Rosewood Hotels & Resorts has requested that a Delaware
bankruptcy court void its Baha Mar licensing agreement. The developer of the
unfinished Bahamas resort, Baha Mar Ltd., filed for Chapter 11 bankruptcy in June.
In a 420-page document filed on Wednesday, Rosewood said
that the licensing agreement for the 200-room hotel should be voided
immediately based on, among other factors, the inability of Baha Mar Ltd. to
pay Rosewood since the June 29 bankruptcy filing. Also, Rosewood alleges that
the developer falsely represented that it was the legal owner of the hotel real
estate.
As of late Wednesday, Rosewood was the only hotel company indicating
that it wants to be released from any connection to Baha Mar. The five-hotel
development is slated to include the 1,000-room Baha Mar Casino Resort &
Hotel, a 707-room Grand Hyatt, a 300-room SLS Lux, a 694-room Melia and the Rosewood.

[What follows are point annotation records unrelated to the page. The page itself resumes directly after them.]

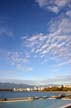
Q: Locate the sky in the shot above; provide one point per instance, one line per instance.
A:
(35, 40)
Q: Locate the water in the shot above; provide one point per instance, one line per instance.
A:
(48, 103)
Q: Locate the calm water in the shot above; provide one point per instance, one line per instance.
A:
(55, 103)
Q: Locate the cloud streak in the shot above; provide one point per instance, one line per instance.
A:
(53, 46)
(53, 5)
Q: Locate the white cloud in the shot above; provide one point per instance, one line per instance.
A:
(54, 46)
(68, 13)
(54, 9)
(19, 60)
(53, 5)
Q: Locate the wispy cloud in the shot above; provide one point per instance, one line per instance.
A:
(53, 5)
(4, 29)
(55, 45)
(19, 60)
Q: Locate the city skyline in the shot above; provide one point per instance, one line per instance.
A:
(35, 40)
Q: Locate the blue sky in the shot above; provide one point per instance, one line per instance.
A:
(35, 39)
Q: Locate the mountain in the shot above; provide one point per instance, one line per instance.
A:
(13, 85)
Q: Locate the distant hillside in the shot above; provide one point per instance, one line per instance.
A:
(12, 85)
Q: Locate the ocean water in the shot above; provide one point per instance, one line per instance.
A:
(47, 103)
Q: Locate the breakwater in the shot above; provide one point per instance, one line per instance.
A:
(60, 96)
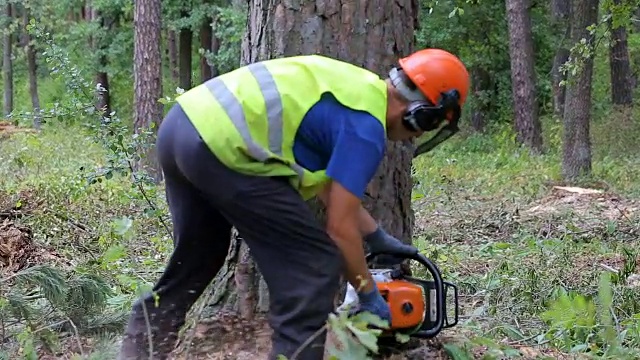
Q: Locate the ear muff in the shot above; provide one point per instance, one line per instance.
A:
(424, 116)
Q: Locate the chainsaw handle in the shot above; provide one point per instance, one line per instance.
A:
(438, 282)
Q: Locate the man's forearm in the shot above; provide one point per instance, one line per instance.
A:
(366, 223)
(357, 271)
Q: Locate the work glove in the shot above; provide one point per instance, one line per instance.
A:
(374, 303)
(381, 242)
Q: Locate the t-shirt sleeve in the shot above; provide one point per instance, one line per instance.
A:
(358, 150)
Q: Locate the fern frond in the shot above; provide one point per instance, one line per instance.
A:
(88, 291)
(49, 280)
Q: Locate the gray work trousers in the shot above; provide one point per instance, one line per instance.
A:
(300, 263)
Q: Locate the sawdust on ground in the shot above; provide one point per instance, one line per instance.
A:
(7, 129)
(585, 203)
(18, 251)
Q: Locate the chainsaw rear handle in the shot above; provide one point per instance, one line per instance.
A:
(439, 285)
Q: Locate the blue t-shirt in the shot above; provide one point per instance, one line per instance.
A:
(349, 144)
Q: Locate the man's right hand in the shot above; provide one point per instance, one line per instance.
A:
(343, 209)
(373, 302)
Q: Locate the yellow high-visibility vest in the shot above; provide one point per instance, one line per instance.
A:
(249, 117)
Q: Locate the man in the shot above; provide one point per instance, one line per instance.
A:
(245, 149)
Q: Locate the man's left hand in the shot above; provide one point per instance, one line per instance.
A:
(381, 242)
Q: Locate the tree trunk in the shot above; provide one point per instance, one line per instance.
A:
(7, 62)
(147, 73)
(32, 71)
(480, 87)
(186, 38)
(215, 48)
(621, 77)
(206, 41)
(561, 11)
(365, 33)
(527, 122)
(576, 159)
(173, 55)
(102, 77)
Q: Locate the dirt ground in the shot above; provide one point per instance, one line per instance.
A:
(242, 339)
(17, 248)
(250, 340)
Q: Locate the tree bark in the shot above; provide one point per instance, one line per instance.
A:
(32, 71)
(371, 34)
(215, 47)
(102, 77)
(7, 62)
(620, 66)
(527, 121)
(480, 87)
(561, 11)
(576, 159)
(206, 42)
(147, 73)
(173, 55)
(185, 46)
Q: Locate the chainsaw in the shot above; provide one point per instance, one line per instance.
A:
(418, 306)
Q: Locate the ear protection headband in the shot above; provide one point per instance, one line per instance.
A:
(422, 115)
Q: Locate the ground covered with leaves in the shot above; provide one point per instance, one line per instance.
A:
(544, 269)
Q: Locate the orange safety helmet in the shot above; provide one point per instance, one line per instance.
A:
(441, 78)
(436, 71)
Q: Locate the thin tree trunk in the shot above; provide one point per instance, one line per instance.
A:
(7, 62)
(215, 48)
(32, 71)
(173, 55)
(620, 67)
(527, 122)
(206, 42)
(561, 12)
(480, 86)
(147, 73)
(186, 38)
(576, 159)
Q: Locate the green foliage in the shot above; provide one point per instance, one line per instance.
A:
(546, 285)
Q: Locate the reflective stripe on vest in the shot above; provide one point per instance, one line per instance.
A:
(273, 103)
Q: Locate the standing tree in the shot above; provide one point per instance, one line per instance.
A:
(620, 66)
(147, 73)
(576, 159)
(561, 11)
(527, 122)
(372, 34)
(7, 62)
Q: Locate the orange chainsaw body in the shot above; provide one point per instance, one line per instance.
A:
(407, 302)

Morgans Hotel Group and its Mondrian brand pulled out of the project last year
and was replaced by SBE and its SLS Lux brand.

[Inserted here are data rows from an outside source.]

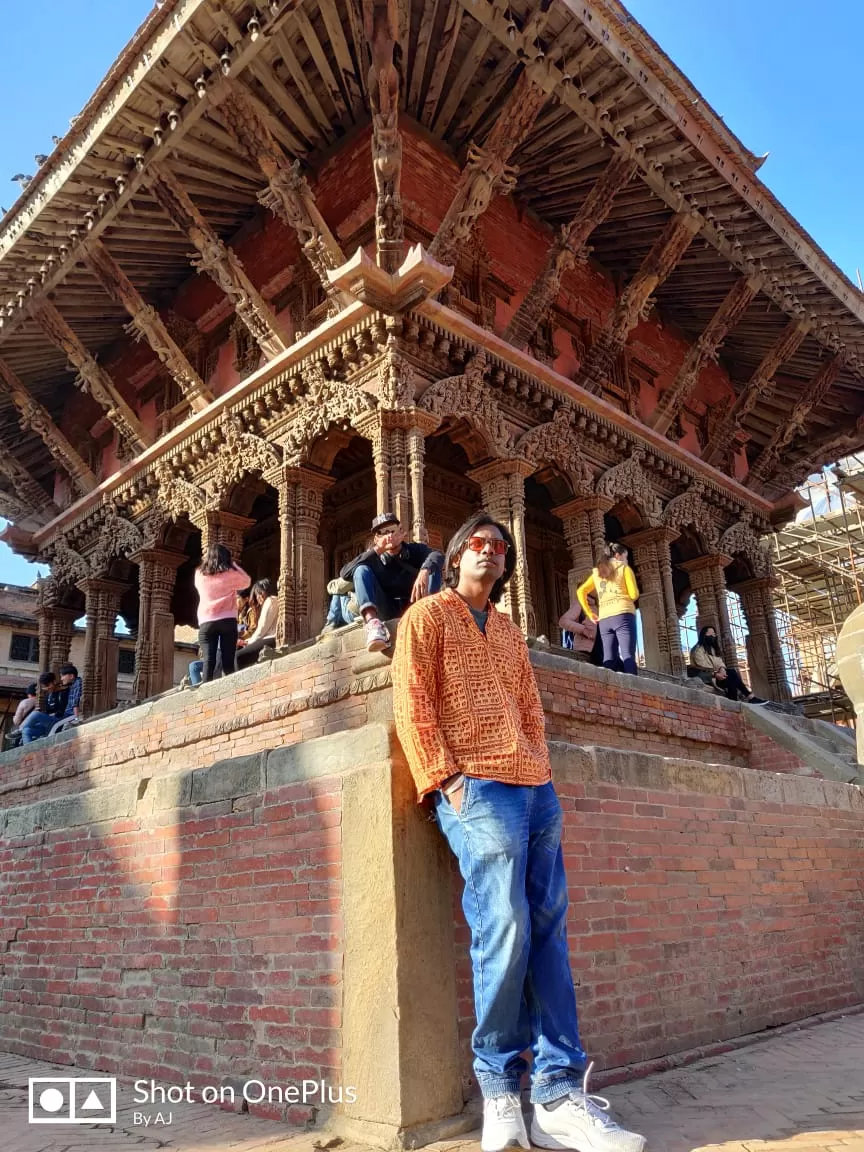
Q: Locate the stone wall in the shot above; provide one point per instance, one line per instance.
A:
(227, 883)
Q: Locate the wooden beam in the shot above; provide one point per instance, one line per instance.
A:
(635, 300)
(287, 195)
(487, 172)
(217, 259)
(146, 324)
(189, 114)
(759, 385)
(811, 398)
(92, 377)
(568, 249)
(380, 24)
(732, 309)
(35, 418)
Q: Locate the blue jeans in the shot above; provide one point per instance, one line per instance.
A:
(339, 613)
(369, 591)
(619, 642)
(37, 725)
(507, 840)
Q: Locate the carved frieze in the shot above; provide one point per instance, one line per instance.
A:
(629, 480)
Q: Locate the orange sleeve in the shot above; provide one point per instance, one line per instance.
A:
(530, 705)
(416, 695)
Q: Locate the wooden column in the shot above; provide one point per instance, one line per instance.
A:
(502, 489)
(634, 302)
(146, 324)
(154, 649)
(764, 651)
(32, 416)
(569, 249)
(92, 378)
(732, 309)
(288, 195)
(217, 259)
(100, 645)
(380, 21)
(486, 172)
(709, 584)
(759, 385)
(812, 395)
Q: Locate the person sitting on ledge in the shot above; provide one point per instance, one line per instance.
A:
(707, 661)
(265, 630)
(389, 576)
(62, 705)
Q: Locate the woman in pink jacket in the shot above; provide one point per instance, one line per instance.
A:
(217, 582)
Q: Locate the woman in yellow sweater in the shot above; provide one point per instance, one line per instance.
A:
(614, 585)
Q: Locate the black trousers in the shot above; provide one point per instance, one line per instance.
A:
(214, 636)
(249, 654)
(733, 684)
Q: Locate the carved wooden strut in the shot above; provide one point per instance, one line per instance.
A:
(217, 259)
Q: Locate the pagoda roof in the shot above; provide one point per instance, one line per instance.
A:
(608, 83)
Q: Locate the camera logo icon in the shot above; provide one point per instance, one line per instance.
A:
(73, 1100)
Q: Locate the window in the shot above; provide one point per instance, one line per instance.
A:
(24, 648)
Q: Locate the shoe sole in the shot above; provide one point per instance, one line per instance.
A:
(544, 1141)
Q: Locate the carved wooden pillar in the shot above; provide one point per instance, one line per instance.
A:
(659, 624)
(154, 649)
(309, 561)
(100, 646)
(582, 520)
(502, 487)
(635, 300)
(709, 584)
(219, 527)
(764, 651)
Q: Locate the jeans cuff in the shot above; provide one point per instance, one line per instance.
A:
(499, 1085)
(553, 1088)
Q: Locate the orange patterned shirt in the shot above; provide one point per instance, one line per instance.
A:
(464, 702)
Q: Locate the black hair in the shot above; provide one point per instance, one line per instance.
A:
(710, 643)
(457, 546)
(260, 590)
(217, 559)
(609, 553)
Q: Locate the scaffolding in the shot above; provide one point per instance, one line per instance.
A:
(819, 559)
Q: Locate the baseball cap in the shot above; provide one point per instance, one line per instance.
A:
(384, 521)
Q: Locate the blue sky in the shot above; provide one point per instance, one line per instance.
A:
(783, 75)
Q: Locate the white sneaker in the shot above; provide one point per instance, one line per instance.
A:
(582, 1123)
(377, 636)
(503, 1126)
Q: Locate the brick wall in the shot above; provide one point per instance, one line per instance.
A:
(706, 903)
(172, 893)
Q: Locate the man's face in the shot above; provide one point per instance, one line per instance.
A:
(389, 538)
(478, 560)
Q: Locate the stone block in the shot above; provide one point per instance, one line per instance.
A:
(227, 779)
(330, 755)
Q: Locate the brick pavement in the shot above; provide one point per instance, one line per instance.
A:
(796, 1091)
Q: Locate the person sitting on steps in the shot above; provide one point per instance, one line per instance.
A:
(706, 659)
(389, 576)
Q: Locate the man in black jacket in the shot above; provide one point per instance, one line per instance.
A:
(389, 576)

“Baha Mar has extremely limited access to funding to perform
its obligations under the Rosewood hotel agreements and in fact is not timely
performing its obligations to Rosewood under the Rosewood hotel agreements,”

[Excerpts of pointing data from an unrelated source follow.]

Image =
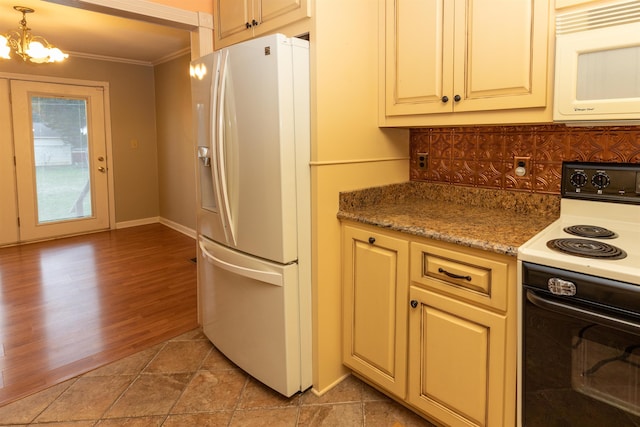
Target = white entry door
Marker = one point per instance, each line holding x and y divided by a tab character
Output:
60	159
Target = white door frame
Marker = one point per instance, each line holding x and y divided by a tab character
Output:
107	124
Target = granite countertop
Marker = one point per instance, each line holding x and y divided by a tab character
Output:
495	220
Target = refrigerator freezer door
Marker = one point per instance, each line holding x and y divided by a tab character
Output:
250	311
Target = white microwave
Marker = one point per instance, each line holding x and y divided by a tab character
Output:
597	69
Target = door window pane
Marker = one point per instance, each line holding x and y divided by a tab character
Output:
61	158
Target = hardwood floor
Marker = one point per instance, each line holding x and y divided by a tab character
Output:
68	306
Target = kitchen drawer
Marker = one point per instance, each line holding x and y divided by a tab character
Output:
475	276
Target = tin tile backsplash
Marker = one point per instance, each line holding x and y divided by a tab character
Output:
486	156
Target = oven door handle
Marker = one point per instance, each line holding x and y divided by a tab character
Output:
580	313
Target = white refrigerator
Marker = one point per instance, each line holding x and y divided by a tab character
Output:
251	110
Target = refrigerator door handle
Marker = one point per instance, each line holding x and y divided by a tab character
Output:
259	275
221	175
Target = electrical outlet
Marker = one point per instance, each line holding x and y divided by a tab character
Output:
521	166
423	161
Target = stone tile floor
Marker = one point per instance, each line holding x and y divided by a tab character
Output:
185	381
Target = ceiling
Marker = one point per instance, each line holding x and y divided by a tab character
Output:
90	34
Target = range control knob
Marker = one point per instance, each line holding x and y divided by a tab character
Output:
600	180
578	179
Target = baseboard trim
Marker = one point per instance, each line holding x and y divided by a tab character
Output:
179	227
137	222
154	220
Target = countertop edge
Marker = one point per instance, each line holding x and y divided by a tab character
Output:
435	235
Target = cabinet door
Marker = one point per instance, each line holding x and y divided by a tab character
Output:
232	18
375	298
444	56
456	361
240	20
278	13
501	58
419	56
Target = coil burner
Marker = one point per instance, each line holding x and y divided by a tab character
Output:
591	231
587	248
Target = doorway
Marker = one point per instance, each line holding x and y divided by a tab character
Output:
58	142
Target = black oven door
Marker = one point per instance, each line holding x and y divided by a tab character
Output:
581	364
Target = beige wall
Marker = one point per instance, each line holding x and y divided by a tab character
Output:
176	154
349	151
131	89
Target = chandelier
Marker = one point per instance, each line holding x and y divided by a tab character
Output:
27	46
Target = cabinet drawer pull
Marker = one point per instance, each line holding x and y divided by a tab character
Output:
454	276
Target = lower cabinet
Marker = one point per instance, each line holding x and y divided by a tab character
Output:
456	361
376	283
432	324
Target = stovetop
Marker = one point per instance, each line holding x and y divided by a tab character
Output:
603	199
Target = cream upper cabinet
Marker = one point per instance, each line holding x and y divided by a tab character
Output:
445	56
239	20
375	292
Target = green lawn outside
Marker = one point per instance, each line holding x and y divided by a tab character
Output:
58	190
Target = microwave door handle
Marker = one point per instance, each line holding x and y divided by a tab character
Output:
580	313
221	172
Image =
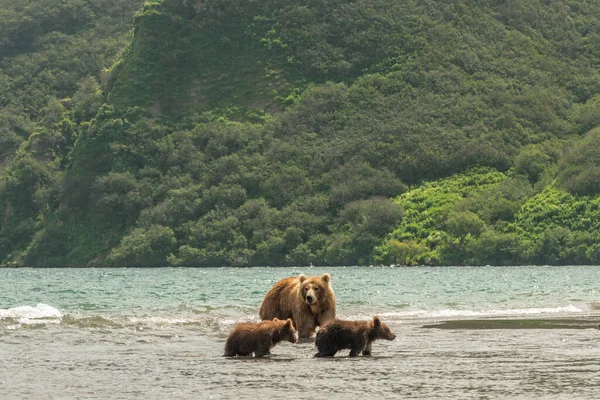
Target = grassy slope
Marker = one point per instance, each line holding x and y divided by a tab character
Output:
424	90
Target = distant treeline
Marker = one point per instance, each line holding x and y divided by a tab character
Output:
203	133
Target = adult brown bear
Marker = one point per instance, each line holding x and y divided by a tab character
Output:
308	301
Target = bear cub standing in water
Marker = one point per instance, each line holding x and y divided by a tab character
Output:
259	338
357	336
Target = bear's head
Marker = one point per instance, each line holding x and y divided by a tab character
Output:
379	330
287	331
314	289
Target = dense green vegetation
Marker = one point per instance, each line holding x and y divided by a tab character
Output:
283	132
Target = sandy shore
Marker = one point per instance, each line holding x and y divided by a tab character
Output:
546	323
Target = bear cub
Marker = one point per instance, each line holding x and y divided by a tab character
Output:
259	338
357	336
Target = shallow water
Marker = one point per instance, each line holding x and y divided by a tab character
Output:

Rosewood said in the filing, which was posted on the Baha Mar website. “Baha
Mar has told Rosewood that it does not in fact own the land, and, a preliminary
search performed on August 14, 2015, of the Bahamas Registry of Records
reflected that Baha Mar did not own any real property when it entered into the
Rosewood hotel agreements and still does not.”
Responding to Rosewood's motion, Baha Mar Ltd. stated, "Under the U.S. Chapter 11 process, property of a
debtor's estate is protected by the automatic stay, and we will address this
request for relief from the automatic stay with the bankruptcy court in due
course. Unfortunately, as the motion itself makes clear, this action is a
direct result of the efforts of the government of the Bahamas to both oppose
the recognition of the Chapter 11 process in the Bahamas and pursue its current
course of action, which has injected uncertainty and disruption, and prevented
Baha Mar from moving forward in a productive manner to complete and open the
resort.
Rosewood did not indicate what kind of damages it was seeking from Baha Mar Ltd. beyond being released from the licensing obligation, and a Rosewood representative declined to comment further.
Rosewood was not listed among Baha Mar Ltd.’s 20 largest creditors in its June bankruptcy filing, which indicated that the developer owed SBE $791,000. Baha Mar Ltd.’s largest creditor was its China-based general contractor, CCA Bahamas, which was owed $72.6 million.
Baha Mar, the most expensive private project in Bahamas
history, broke ground in Nassau's Cable Beach area in February 2011. The
five-hotel project originally was scheduled to open to the public by the end of
2014.
The project was subsequently delayed multiple times,
spurring the bankruptcy filing and contention between the developer and the
general contractor, primary lender and the Bahamian government.
___
This report was updated on Thursday afternoon to add a response from the resort developer, Baha Mar Ltd.